Still, I longed to hear.
I would read about every advance made in the medical field related to deafness. That’s how I found out about the cochlear implant developed by Dr Gibson of Australia. In 1998, I contacted him. By then, I was almost 65.
Dr Gibson wasn’t very optimistic. He explained that hearing was only partly about catching sound. One has to then develop a memory for it. Just as the mind has the habit of forming memories, it also has the habit of forgetting. The longer the period of deafness, the less the likelihood of the implant’s success. This is why it is largely tried on children below six years of age, bringing back their hearing by almost 80 per cent. But I did not want to die knowing that there was a chance that I did not take. I insisted.
I didn’t know the difference between living in the hearing world and in silence before I experienced both. Now I believe in the wisdom of Dr Gibson’s words: the implants are best tried on children. I don’t mean to sound discouraging, but those with more than a decade of deafness need time and patience for this.

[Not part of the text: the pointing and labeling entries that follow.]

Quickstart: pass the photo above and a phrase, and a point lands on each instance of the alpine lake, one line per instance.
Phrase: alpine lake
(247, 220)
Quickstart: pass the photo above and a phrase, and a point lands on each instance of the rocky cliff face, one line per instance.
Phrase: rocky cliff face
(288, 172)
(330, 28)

I wanted peace to live and paint.
Placing the implant was easy enough; I had to spend only one night in hospital. And thankfully, there was no pain from the operation. The first sound I asked to be identified was that of my wife. I wanted to know what she sounded like. In fact, I remember, I’d asked her then how she felt now that I could hear again. And she said: “For me, you’ve never been deaf.” I cannot ever forget that.
I was excited about sensing something new, but really, the sounds sounded so strange at first. They were so mechanical. For the next six months, I was like a baby being taught to identify, to put names to sounds. I spent an hour every single day with a therapist. And I exercised three hours. And just like a baby, I would constantly ask my wife to identify the same sounds again and again. She did it for a time. Slowly, though, I learned to identify natural sounds like the chirping of birds, and to recognise footsteps. I began to distinguish between the door bell and the phone bell. My capacity to recognise natural sounds was almost complete. Not yet of human voices though. I still had much to learn.

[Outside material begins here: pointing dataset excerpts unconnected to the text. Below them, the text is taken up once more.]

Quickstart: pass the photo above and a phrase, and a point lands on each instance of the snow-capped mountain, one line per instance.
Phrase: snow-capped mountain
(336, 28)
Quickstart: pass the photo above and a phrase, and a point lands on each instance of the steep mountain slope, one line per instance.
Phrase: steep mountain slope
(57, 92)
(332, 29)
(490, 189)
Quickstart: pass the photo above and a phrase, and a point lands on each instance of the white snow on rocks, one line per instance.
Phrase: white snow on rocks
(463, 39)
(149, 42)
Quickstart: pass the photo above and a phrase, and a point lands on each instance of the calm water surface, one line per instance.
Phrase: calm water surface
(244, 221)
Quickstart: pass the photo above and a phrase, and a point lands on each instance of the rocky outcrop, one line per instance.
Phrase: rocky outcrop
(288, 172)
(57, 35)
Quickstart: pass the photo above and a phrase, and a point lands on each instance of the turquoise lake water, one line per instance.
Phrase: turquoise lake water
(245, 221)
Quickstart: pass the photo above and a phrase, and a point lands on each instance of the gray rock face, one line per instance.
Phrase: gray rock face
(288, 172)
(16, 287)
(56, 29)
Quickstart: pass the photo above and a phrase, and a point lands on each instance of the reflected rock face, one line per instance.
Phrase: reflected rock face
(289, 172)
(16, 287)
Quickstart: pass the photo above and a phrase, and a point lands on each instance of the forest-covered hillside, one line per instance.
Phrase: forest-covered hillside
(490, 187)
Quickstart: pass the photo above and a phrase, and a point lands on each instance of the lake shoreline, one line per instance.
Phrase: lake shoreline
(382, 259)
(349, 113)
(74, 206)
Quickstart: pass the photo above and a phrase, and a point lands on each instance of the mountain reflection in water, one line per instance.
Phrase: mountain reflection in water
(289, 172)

Of course, this left me with no time to paint.
At another level, though, the sounds were even unbearable. Immediately after the implant, my sense of hearing was greater than normal. It’s like when one arrives in a new town—you hear many sounds. Over time, they become habitual, and one tends not to notice them. I would be sitting in my room inside the house, and hear with immense, intense, clarity sounds like car doors banging shut on the road outside. The only way to avoid the pain of these noises was to shut off the implant. In time, these were giving me headaches. I couldn’t think. And it was taking up so much of my time.
A time came when I asked myself whether I wanted to be a ‘hearing person’ or a painter. My friends were all painting. So I decided to get the implant removed. My family worried about the outcome, but I stayed firm in my belief that I had to give up sound, even though every moment of my life I’d wanted to hear what was going on.
When I went to get it removed, I had been in the operation theatre for two hours, when the Turkish surgeon asked me whether he should replace the implant with a new one that supposedly made things easier. I was tired, I couldn’t think clearly, and so I agreed. However, this experience was no different from the previous one. So, after two months, I got the second implant removed too.
I am now well adjusted to life without sound. This time, it is my own choice. So there is no frustration. What’s different is that now, my memory of sounds is fresh. Having heard again, my perception of things has changed. I feel more enthusiasm for life. My colour sense is more harmonised. Every artist chooses a different palette to carve a vocabulary. Some are loud, some are soft. You recognise it even if it is not physically present. I have realised that between black and white, there are many more shades. I am now 83, the memories of sounds still persist. Yet, I recognise that there is a world without sound which has its own virtues.